Nice one, thanks. I'll try to convert this to code tomorrow
Looks good, I understand everything but 'num /= 1' (divide equals??)
that's 'i', not 1. The /= is division, similar to += for addition.
nun /= i is same as num = num / i
$ /usr/bin/factor 600851475143
600851475143: 71 839 1471 6857
Part of the GNU coreutils
Here is the code btw
void factors(long n) {
int j;
long sieve = sqrt(n) +1;
int c = 0;
int *arr = new int[sieve];
for (int i = 0; i < sieve; i++) arr[i] = i + 2;
for (int i = 0; i < sieve; i++) {
if (arr[i] != 0) {
if (n % arr[i] == 0) {
c++;
j = arr[i]+i;
while (j < sieve) {
arr[j] = 0;
j+=arr[i];
}
} else arr[i] = 0;
}
}
for (int i = 0; i < sieve; i++) {
if (arr[i] != 0) {
cout
Neat
>just make an array with 600 billion elements
Use a sieve and run it for a week :^)
>he can't make an array of 77459 elements
Man your solution runs way quicker, I had a bad approach doing something akin to fin the prime numbers.

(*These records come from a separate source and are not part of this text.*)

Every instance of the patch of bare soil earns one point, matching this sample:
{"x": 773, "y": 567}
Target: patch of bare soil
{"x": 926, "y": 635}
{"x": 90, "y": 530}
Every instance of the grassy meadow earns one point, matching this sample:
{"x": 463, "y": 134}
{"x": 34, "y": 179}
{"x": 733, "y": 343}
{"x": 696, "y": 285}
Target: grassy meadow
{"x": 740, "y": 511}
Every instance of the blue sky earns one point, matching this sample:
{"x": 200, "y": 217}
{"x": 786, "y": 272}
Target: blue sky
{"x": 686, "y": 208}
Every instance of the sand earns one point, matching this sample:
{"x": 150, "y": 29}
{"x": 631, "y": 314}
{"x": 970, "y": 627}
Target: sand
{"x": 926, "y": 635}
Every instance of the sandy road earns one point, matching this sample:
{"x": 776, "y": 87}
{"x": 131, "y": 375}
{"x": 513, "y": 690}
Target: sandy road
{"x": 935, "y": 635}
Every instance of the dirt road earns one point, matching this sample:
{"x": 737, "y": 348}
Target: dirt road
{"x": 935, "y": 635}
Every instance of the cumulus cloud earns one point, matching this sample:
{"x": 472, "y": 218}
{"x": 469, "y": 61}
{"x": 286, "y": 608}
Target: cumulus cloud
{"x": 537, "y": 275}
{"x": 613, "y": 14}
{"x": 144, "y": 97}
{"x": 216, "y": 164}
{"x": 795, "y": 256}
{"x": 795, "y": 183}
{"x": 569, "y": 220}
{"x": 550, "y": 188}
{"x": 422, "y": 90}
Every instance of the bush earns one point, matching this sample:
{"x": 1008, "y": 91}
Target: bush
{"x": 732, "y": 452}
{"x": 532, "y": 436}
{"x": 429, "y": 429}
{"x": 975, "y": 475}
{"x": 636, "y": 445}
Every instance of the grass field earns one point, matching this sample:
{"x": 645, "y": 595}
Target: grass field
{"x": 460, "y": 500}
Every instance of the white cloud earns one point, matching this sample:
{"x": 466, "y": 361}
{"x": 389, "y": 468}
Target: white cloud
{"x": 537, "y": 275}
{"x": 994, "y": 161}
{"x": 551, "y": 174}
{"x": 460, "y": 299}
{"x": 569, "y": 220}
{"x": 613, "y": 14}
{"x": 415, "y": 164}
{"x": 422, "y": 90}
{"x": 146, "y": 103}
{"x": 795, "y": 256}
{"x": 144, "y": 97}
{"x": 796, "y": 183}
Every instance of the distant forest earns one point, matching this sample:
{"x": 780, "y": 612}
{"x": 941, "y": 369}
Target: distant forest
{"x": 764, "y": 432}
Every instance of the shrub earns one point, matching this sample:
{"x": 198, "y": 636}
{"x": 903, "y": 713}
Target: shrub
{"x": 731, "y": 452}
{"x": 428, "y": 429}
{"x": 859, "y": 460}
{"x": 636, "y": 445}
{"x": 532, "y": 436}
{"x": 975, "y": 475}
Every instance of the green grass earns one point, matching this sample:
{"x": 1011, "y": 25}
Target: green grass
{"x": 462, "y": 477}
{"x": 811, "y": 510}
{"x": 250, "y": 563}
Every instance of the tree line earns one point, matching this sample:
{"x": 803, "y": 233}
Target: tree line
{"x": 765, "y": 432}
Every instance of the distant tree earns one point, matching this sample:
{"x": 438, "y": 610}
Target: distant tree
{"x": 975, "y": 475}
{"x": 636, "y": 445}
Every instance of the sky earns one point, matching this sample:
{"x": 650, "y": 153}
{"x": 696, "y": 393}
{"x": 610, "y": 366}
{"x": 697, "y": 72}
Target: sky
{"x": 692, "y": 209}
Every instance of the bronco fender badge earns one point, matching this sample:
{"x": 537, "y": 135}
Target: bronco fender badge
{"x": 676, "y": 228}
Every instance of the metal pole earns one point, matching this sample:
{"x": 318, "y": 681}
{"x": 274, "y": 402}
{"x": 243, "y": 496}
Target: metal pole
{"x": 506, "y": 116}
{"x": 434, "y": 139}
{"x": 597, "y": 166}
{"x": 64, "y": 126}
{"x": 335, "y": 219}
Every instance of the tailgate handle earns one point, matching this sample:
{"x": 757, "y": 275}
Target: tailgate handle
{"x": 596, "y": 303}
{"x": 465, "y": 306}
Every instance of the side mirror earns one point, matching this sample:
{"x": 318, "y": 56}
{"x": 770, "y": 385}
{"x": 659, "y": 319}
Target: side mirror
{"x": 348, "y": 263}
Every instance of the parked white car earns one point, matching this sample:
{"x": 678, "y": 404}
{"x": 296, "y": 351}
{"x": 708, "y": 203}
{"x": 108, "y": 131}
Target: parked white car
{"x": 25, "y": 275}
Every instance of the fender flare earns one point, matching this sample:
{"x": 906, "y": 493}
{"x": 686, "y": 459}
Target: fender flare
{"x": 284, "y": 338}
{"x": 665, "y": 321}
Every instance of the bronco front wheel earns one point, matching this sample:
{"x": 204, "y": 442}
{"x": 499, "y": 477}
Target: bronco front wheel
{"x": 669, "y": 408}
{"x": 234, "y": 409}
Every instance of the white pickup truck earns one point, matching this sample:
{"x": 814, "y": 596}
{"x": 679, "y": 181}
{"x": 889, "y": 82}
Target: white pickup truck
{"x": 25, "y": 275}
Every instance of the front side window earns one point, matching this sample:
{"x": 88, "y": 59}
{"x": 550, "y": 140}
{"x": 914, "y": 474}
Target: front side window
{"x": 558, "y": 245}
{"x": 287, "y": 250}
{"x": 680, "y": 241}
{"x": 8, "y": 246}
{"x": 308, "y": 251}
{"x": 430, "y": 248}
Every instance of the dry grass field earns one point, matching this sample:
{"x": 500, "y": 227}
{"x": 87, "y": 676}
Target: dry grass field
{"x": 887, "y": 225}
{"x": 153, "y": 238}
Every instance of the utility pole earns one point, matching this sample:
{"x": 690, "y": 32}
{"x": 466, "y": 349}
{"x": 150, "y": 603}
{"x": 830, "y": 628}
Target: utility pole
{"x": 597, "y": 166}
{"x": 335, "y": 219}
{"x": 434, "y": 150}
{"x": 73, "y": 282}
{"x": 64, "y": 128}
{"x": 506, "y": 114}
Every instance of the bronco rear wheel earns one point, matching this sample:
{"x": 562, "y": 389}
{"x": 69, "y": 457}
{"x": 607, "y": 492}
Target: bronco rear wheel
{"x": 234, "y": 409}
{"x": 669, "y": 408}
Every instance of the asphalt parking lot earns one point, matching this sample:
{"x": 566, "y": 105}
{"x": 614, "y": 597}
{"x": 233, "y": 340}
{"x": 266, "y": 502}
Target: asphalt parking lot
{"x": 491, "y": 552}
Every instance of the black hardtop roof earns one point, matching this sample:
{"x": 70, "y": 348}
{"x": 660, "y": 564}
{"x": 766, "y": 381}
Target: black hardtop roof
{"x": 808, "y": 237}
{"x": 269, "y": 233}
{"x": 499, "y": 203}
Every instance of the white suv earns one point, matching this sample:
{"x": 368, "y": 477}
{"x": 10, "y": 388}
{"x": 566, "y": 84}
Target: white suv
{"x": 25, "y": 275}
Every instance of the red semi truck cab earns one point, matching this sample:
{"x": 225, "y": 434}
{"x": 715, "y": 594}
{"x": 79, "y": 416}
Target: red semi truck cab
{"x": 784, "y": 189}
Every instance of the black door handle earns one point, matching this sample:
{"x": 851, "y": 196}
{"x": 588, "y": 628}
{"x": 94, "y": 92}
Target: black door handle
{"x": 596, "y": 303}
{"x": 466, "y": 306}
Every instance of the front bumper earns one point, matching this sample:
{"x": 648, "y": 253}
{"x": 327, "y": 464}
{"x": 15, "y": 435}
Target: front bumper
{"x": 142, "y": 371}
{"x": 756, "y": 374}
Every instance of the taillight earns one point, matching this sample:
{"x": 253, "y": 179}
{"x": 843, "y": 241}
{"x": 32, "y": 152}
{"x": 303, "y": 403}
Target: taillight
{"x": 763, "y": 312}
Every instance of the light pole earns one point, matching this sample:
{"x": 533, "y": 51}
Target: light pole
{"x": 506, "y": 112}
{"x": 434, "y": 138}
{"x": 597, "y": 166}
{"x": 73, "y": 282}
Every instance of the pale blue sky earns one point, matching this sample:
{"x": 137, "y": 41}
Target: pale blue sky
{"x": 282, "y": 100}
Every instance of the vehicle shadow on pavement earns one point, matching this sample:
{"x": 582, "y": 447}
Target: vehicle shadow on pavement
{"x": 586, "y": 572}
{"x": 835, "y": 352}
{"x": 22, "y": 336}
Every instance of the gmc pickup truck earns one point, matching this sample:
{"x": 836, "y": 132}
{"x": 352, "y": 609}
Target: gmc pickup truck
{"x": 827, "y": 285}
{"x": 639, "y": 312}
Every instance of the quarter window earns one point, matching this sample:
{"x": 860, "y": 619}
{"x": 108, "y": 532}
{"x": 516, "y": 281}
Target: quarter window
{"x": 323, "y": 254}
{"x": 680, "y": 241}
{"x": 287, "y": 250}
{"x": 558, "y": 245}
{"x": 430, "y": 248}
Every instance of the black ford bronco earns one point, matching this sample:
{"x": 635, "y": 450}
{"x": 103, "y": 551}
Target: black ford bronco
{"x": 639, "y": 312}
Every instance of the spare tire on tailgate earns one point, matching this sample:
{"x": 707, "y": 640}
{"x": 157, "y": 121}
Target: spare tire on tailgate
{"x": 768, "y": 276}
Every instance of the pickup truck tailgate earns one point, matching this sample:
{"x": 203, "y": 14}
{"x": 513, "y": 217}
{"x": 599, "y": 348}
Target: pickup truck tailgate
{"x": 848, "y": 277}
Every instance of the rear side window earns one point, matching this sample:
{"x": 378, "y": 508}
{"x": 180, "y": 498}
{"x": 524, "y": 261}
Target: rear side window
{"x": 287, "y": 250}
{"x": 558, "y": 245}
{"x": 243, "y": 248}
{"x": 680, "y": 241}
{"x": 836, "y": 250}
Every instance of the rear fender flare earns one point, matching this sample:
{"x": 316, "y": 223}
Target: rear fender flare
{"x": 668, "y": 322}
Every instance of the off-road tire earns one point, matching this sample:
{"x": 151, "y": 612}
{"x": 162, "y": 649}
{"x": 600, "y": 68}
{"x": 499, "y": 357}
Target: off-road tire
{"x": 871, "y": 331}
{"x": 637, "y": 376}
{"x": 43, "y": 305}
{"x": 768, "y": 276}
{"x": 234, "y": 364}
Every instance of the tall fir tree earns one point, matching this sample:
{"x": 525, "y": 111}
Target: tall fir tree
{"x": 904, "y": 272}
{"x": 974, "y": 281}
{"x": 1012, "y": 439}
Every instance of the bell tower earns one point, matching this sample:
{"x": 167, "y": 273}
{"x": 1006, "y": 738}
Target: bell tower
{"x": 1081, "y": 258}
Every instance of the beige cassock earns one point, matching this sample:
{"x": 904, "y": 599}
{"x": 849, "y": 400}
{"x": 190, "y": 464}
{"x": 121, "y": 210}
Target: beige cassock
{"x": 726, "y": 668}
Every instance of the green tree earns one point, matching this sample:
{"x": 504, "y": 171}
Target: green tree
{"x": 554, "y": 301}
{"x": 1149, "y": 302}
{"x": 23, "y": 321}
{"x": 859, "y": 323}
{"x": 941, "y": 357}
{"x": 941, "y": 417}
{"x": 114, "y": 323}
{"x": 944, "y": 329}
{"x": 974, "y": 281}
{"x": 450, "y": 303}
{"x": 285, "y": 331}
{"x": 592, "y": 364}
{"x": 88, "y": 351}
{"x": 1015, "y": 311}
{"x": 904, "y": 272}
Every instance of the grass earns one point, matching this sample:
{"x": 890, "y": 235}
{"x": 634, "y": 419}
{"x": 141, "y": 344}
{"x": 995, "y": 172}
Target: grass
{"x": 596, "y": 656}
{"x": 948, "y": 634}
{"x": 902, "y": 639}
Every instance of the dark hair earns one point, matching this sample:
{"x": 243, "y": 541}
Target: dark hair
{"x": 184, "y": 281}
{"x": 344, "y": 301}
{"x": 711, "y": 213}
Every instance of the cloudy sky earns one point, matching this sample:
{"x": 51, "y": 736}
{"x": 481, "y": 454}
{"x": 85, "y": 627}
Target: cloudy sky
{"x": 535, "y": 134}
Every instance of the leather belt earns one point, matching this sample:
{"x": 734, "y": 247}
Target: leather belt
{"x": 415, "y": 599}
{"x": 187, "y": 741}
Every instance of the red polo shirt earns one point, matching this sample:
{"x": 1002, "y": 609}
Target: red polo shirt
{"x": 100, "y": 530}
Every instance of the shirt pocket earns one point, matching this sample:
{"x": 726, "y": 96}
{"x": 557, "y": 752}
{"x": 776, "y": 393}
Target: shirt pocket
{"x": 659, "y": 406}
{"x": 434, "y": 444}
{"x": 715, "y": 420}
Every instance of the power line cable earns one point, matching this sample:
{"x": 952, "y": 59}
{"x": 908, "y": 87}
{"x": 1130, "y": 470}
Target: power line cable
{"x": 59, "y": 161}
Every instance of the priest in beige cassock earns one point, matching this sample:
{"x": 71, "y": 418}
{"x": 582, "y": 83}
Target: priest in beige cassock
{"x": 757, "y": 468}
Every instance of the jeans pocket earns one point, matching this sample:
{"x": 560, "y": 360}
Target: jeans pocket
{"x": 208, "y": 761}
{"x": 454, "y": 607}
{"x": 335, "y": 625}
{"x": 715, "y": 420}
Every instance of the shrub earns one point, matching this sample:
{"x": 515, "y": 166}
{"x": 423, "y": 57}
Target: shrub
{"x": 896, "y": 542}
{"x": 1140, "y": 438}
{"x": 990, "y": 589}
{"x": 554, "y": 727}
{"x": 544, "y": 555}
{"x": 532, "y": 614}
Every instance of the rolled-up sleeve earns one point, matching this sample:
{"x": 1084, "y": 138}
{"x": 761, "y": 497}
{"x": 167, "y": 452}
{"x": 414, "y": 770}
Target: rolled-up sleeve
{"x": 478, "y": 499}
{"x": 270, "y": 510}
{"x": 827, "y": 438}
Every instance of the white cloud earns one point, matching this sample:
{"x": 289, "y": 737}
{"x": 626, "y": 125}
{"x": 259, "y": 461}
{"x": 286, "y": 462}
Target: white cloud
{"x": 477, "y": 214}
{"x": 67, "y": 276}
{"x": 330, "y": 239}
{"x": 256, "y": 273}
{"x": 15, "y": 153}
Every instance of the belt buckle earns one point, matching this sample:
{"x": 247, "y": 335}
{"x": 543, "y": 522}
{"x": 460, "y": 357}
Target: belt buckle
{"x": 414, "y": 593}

you don't need to verify until n. Remember there are no prime factors higher than sqrt(n).
>the modulo operator
its that simple.
Fundamental theorem of arithmetic is your friend.
I'll take a look, thanks.
What if n is prime?
Project Euler thread?
Pic related is me, I've been doing them on and off since the begining of summer or so.
I like using the earlier problems as an introduction to new languages, it's like the mathematical equivalent of Hello world.
You can do from 2 to N/2 - 1, because there will be no prime factors from N/2 to N. Depending on the other factors involved, you could dynamically shrink the upper bound of the factor check.
Some sieve of Erathostenes -even an imperfect one- will do.